Sebelum membuka, Ai mengingat-ingat apakah ia pernah memegang buku ini. Dan benar saja, buku ini membawanya ke ingatan sepuluh tahun yang lalu. Sepuluh tahun yang lalu, ketika Ai diceritakan mitos bunga oleh Ren seperti tadi pagi. Ai ingat bahwa dulu ia menyelipkan bunga kemboja ke buku ini, berharap suatu saat berubah menjadi kupu-kupu. Dengan cepat ia membolak-balik halaman, mencari bunga tersebut. Tetapi tidak ditemukan. Bunga itu tidak bisa ia temukan.

Apa yang Ai temukan adalah bangkai kupu-kupu yang mati terhimpit.

“Ayah kejam ih, kupu-kupu dibunuh cuma supaya aku percaya sama cerita itu.”

“Ya ini salahmu, lah, kenapa bukunya dibiarin aja selama sepuluh tahun,” jawab Ren sebelum memejamkan mata kembali.

Meski pikirannya yakin bahwa Ren memang dengan sengaja menukar bunga yang terselip dengan kupu-kupu, Ai mengesampingkan teori itu. Ia memilih untuk percaya bahwa bunga kemboja tersebut memang berubah, dan karena telat membebaskan kupu-kupu dari himpitan buku, yang tersisa hanyalah bangkai.

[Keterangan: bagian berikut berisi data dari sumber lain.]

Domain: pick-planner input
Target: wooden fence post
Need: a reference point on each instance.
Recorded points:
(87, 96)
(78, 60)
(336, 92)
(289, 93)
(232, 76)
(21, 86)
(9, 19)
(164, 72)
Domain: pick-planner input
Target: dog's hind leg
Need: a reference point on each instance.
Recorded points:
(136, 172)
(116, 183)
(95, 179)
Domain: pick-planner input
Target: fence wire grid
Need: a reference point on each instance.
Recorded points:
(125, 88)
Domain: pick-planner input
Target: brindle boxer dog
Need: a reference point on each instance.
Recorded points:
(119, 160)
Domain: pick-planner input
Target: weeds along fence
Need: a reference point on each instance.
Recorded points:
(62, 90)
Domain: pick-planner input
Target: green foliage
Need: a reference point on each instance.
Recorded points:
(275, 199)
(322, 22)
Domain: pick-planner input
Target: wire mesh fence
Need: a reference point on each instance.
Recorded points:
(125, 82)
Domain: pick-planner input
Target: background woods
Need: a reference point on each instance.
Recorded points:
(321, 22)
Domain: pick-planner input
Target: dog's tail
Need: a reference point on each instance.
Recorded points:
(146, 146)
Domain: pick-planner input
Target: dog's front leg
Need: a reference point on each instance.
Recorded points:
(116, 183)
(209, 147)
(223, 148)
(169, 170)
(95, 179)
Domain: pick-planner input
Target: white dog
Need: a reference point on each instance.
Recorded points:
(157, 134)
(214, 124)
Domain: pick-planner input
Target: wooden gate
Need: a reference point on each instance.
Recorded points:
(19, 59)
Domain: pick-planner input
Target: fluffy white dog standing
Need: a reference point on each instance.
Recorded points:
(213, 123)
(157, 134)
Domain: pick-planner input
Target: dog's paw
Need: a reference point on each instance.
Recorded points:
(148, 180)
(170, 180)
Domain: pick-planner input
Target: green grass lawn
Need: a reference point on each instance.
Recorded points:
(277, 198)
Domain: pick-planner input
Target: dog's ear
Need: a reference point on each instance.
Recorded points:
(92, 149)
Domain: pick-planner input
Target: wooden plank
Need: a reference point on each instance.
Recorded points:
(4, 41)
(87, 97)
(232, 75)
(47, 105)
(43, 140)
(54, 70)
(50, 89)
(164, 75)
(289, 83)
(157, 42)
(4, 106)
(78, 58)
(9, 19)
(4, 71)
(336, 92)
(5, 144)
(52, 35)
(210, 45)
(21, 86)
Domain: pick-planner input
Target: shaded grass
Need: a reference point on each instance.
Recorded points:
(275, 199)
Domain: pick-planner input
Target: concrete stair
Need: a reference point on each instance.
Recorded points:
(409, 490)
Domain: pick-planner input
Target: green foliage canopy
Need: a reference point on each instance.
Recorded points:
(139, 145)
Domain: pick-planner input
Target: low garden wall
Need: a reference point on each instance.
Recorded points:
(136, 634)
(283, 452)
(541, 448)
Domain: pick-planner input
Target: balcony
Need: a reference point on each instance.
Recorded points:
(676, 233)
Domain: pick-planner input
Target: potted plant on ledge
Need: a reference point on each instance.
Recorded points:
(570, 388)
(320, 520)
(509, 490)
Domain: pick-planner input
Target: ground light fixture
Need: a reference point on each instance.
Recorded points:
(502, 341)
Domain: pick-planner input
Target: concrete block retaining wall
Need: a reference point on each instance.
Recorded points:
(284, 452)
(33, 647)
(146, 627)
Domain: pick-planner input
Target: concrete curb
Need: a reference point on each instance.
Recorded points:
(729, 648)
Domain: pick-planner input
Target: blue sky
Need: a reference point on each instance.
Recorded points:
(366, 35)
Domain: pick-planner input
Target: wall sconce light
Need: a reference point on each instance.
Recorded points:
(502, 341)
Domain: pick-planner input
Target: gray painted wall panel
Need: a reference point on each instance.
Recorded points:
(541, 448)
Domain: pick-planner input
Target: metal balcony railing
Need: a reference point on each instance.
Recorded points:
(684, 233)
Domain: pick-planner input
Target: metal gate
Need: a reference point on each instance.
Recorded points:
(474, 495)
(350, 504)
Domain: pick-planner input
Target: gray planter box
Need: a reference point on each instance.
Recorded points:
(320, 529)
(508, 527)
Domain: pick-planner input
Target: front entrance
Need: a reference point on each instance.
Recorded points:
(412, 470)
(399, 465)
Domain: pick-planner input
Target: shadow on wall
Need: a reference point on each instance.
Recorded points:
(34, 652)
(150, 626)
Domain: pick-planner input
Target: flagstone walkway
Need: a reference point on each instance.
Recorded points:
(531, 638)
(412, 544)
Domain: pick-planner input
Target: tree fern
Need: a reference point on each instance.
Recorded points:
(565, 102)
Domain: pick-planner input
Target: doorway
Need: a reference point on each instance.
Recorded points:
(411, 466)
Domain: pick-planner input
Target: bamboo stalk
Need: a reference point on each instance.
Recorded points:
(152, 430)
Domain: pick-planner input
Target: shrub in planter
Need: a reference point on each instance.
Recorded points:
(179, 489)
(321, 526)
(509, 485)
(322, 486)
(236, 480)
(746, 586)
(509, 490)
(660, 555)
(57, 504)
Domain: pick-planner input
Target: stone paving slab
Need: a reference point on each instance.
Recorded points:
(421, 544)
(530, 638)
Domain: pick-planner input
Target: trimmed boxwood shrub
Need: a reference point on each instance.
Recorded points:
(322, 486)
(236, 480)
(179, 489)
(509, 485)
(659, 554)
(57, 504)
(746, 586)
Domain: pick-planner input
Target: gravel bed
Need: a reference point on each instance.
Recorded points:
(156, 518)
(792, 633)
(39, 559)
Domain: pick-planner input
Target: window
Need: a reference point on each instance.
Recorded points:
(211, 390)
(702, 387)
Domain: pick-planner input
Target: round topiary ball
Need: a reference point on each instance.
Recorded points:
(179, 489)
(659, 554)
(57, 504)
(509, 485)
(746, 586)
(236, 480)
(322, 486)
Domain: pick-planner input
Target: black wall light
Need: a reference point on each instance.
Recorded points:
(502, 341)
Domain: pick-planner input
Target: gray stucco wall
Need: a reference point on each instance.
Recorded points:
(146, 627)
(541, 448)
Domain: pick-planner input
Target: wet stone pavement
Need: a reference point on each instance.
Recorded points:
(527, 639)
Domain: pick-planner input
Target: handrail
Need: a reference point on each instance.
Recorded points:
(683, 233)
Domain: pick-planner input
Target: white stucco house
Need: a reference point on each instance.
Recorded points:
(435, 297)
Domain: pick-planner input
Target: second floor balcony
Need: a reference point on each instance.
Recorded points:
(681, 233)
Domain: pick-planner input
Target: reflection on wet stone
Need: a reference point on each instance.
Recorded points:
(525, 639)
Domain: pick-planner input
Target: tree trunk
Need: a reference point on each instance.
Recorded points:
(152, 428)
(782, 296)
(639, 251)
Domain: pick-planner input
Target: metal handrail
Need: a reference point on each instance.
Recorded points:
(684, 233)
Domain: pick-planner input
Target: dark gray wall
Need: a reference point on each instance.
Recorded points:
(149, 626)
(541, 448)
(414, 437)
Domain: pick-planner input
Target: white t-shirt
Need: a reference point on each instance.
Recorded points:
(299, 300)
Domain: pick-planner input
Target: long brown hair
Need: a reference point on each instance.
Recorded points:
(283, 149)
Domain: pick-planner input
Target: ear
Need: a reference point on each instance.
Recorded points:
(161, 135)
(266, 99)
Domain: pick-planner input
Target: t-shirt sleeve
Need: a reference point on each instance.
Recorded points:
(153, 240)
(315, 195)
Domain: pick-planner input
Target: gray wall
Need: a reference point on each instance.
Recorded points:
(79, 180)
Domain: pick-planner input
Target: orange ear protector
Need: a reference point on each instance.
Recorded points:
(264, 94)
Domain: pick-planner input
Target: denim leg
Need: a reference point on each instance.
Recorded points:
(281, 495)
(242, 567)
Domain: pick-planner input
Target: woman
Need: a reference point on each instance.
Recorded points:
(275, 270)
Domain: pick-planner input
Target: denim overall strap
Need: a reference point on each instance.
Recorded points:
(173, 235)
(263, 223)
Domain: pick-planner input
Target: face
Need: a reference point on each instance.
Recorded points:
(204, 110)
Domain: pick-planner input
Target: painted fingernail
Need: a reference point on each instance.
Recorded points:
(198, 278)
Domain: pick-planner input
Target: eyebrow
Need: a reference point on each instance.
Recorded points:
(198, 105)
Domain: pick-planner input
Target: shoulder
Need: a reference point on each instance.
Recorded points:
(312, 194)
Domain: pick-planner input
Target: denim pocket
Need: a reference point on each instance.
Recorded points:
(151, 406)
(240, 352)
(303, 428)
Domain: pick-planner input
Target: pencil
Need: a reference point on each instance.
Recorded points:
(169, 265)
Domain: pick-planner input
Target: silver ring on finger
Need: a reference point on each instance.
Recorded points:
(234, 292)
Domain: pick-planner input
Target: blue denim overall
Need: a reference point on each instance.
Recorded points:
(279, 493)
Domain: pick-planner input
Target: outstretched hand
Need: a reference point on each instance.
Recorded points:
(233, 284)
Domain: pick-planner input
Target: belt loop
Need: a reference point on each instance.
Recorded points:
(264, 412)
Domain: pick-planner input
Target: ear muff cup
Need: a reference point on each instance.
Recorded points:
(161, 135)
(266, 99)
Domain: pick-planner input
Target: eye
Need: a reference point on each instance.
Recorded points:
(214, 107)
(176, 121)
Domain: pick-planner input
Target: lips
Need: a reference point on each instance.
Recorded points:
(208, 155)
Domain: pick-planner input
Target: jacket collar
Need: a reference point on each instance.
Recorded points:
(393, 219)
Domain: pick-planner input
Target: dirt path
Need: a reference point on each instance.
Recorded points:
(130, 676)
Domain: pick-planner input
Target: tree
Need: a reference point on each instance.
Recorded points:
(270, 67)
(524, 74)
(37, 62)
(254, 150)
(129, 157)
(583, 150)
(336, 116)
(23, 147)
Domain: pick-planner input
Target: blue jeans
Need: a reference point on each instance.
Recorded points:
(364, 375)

“Terima kasih, Ayah,” katanya pelan.

Ren bangun, dan melirik ke arah Ai. Ia berkata, “Terima kasih? Cuma terima kasih? Enggak. Enggak cukup,” lalu mengetukkan telunjuknya ke pipi kanannya sendiri. “Enggak cukup sebelum ini,” lanjutnya.

Menyadari bahwa Ren meminta kecupan, Ai berdiri dan memasang wajah jijik. “I hate you.”

I love you too,” balas Ren sebelum ia bersandar dan memejamkan mata lagi. Namun, tanpa disangka, ia merasakan tarikan napas dan sentuhan di pipi kanannya. Singkat.